Alison Tyler, who in more than 20 years of working in erotica has written 25 novels and edited more than 75 anthologies, say the effect of James’ books has boosted the profile of the genre’s writers.
“ 50 Shades definitely seems to have introduced a whole tidal wave of new readers to the wicked world of smut,” says Tyler, whose short stories have appeared in more than 100 collections. “I love it. In the past, I have to say that the romance writers often treated the erotica writers as if we were the bad kids smoking behind the gym. And now look! We’re front row center in all our porny glory!”
Some panelists are leery of the phenomenon. Local writer Ily Goyanes, editor of the lesbian erotica collection Girls Who Score, worries serious readers will dismiss the genre but admits the new wave of interest has changed how people view erotica and its writers.
“There’s such a difference in how I’m received,” she says. “The common question when you’re mingling at a party is ‘What do you do.’ I’d say, ‘I’m a writer,’ so then it’s ‘What do you write?’ When I said erotica people would get this blank look on their faces. They didn’t know what it was. Now it’s like, ‘Oh! Like 50 Shades of Grey!’ There’s recognition now that wasn’t there before.”
Mitzi Szereto, who has been writing erotic fiction since the late 1990s and is editor of Thrones of Desire: Erotic Tales of Swords, Mist and Fire, worries about bandwagon jumpers with questionable talent and isn’t sure James’ work really elevates the genre.
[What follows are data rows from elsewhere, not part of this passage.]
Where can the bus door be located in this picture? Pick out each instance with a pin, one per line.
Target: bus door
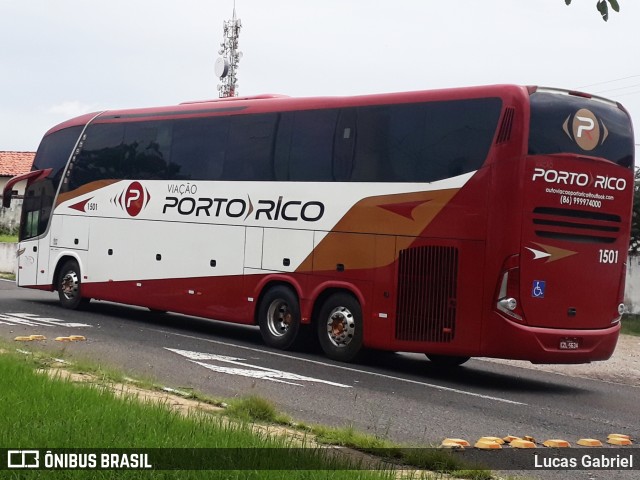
(575, 241)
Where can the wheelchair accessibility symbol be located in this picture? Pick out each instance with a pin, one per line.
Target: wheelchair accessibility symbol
(537, 291)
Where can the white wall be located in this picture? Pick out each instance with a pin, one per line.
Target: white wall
(631, 297)
(632, 290)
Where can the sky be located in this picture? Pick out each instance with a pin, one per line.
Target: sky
(63, 58)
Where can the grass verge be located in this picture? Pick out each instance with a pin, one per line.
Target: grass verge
(5, 238)
(7, 276)
(43, 412)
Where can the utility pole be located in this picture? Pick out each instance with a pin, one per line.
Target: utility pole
(226, 67)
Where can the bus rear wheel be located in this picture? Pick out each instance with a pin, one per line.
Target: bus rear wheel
(340, 327)
(69, 286)
(445, 361)
(279, 317)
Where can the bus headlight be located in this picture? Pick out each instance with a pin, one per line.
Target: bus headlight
(508, 304)
(509, 290)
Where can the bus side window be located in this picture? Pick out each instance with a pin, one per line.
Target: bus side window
(100, 158)
(198, 148)
(371, 159)
(344, 145)
(146, 149)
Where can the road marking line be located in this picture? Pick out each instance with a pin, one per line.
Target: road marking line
(375, 374)
(253, 371)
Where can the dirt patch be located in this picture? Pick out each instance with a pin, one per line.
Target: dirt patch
(623, 367)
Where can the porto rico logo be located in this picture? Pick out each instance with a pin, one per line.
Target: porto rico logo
(133, 199)
(585, 129)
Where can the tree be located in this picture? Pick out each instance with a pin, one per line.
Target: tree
(603, 7)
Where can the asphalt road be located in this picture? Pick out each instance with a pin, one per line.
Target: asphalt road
(399, 396)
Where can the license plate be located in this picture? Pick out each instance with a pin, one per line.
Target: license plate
(569, 344)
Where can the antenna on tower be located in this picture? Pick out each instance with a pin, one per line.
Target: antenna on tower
(226, 66)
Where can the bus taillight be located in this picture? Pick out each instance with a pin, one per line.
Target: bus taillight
(508, 300)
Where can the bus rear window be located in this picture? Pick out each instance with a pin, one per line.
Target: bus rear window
(562, 123)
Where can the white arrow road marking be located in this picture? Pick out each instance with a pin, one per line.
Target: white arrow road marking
(253, 371)
(32, 320)
(538, 254)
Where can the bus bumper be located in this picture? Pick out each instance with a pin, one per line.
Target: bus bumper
(551, 345)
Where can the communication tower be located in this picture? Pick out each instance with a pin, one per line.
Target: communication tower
(226, 66)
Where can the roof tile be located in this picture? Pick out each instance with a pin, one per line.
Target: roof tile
(15, 163)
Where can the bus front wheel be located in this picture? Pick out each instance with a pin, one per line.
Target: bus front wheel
(69, 286)
(279, 317)
(445, 361)
(340, 327)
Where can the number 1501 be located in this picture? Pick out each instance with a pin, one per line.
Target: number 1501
(608, 256)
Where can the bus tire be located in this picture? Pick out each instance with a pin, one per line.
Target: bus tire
(339, 326)
(446, 361)
(69, 286)
(279, 317)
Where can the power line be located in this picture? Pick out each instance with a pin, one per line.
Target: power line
(619, 88)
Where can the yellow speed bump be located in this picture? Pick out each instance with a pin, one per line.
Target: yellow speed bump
(556, 444)
(617, 439)
(589, 442)
(453, 442)
(522, 443)
(485, 444)
(498, 440)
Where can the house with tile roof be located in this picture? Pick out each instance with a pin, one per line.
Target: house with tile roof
(12, 164)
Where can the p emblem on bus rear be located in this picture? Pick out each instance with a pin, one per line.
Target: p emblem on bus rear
(585, 129)
(133, 199)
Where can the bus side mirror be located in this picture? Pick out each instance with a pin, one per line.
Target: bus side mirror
(30, 177)
(6, 198)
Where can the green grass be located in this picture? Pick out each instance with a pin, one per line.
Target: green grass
(7, 276)
(631, 324)
(5, 238)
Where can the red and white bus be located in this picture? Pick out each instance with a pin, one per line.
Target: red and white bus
(486, 221)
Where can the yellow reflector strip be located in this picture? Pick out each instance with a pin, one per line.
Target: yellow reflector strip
(487, 444)
(498, 440)
(521, 443)
(589, 442)
(455, 441)
(619, 441)
(556, 444)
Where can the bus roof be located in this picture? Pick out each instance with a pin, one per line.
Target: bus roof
(273, 103)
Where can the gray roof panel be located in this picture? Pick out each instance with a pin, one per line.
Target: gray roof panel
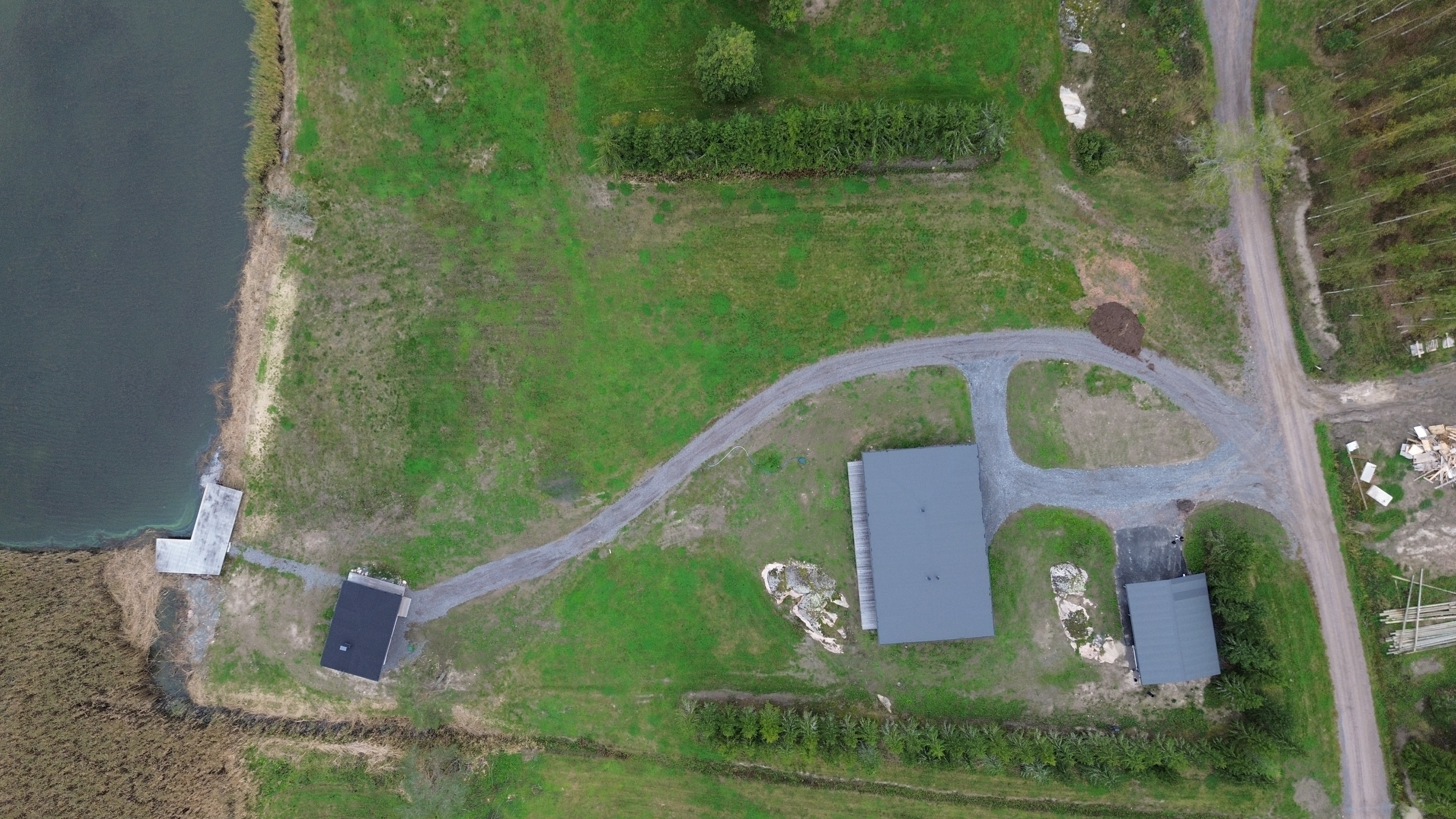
(1173, 630)
(928, 544)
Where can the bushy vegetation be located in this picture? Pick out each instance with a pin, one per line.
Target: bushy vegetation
(784, 15)
(1174, 27)
(1094, 152)
(1380, 123)
(825, 139)
(267, 100)
(1036, 754)
(1262, 602)
(1433, 777)
(727, 66)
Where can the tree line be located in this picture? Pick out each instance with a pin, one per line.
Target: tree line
(822, 139)
(1384, 136)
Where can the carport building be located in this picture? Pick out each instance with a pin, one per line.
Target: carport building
(921, 544)
(1173, 630)
(366, 618)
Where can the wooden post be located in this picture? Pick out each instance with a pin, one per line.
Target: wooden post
(1416, 639)
(1407, 614)
(1359, 492)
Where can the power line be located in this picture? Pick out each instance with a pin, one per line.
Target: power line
(1377, 229)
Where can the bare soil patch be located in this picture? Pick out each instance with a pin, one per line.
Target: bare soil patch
(1117, 327)
(1110, 279)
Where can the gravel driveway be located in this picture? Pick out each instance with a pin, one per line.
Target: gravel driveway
(1126, 496)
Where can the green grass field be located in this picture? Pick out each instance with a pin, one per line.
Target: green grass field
(1032, 415)
(1282, 586)
(490, 343)
(493, 341)
(446, 786)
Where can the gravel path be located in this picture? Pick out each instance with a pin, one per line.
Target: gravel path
(1126, 496)
(1291, 408)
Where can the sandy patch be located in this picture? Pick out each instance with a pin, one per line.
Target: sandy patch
(684, 530)
(1313, 798)
(375, 757)
(1112, 431)
(1110, 279)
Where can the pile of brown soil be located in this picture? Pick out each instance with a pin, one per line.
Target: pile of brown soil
(76, 707)
(1117, 327)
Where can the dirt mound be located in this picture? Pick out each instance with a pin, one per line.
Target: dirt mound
(1117, 327)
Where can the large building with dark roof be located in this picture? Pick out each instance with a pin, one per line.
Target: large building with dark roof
(921, 544)
(363, 629)
(1173, 630)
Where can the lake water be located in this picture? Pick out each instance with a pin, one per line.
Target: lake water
(123, 127)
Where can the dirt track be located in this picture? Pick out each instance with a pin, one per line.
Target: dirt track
(1291, 408)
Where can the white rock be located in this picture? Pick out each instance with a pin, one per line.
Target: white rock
(1072, 108)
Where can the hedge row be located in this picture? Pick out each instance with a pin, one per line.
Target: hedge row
(820, 139)
(1029, 752)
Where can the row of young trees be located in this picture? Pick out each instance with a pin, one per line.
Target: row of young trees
(820, 139)
(1029, 752)
(1385, 141)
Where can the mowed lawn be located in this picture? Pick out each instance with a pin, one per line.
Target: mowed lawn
(491, 341)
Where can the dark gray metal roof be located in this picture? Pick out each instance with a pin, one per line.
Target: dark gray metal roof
(1173, 630)
(362, 630)
(928, 544)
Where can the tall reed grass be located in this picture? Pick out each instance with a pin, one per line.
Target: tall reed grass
(267, 101)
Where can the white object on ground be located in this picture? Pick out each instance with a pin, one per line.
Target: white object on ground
(812, 589)
(1069, 586)
(1068, 579)
(1072, 108)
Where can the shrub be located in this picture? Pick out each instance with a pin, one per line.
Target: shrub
(1433, 777)
(1094, 151)
(727, 65)
(1247, 754)
(825, 139)
(786, 14)
(1343, 40)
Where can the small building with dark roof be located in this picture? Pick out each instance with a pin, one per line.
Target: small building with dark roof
(921, 544)
(1173, 630)
(365, 621)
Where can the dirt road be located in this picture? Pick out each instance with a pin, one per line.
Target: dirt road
(1291, 408)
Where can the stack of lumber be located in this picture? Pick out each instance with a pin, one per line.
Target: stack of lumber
(1423, 626)
(1433, 454)
(1410, 640)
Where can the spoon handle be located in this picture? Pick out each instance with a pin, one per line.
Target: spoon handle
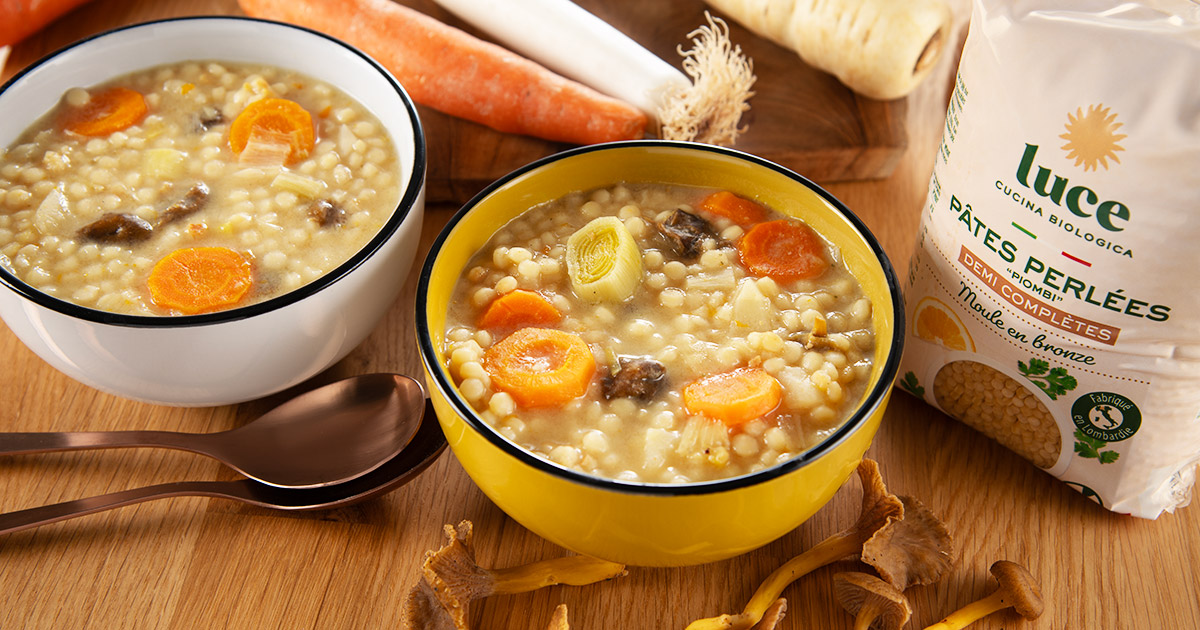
(25, 443)
(70, 509)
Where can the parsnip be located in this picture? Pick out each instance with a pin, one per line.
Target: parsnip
(879, 48)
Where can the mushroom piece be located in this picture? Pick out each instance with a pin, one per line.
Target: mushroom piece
(915, 550)
(637, 377)
(879, 508)
(558, 619)
(685, 233)
(191, 203)
(1018, 589)
(118, 227)
(875, 604)
(453, 580)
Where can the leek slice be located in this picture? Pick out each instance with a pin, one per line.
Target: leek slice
(603, 261)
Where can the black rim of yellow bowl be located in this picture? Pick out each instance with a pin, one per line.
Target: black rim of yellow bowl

“We should aim high, not low,” she says. “Frankly I’m in the dark about why [ 50 Shades] has been singled out as some kind of example, but it has opened doors and made erotica more accessible. The one positive thing about it is perhaps it’s taken the stigma off erotic fiction and made it a less scary genre. It doesn’t look like an erotic book. ... I’ve been trying to say for years we need to take away this black sheep, wrong side of the fence atmosphere and give ourselves some legitimacy.”
The future seems positive, but Bright says there’s plenty of room to grow.
“I wish I could say that millions of American women are ready to run wild in the streets demanding hot female-centric sex and thrilling adventures ’round the clock, but I don’t think we’re there yet,” she says.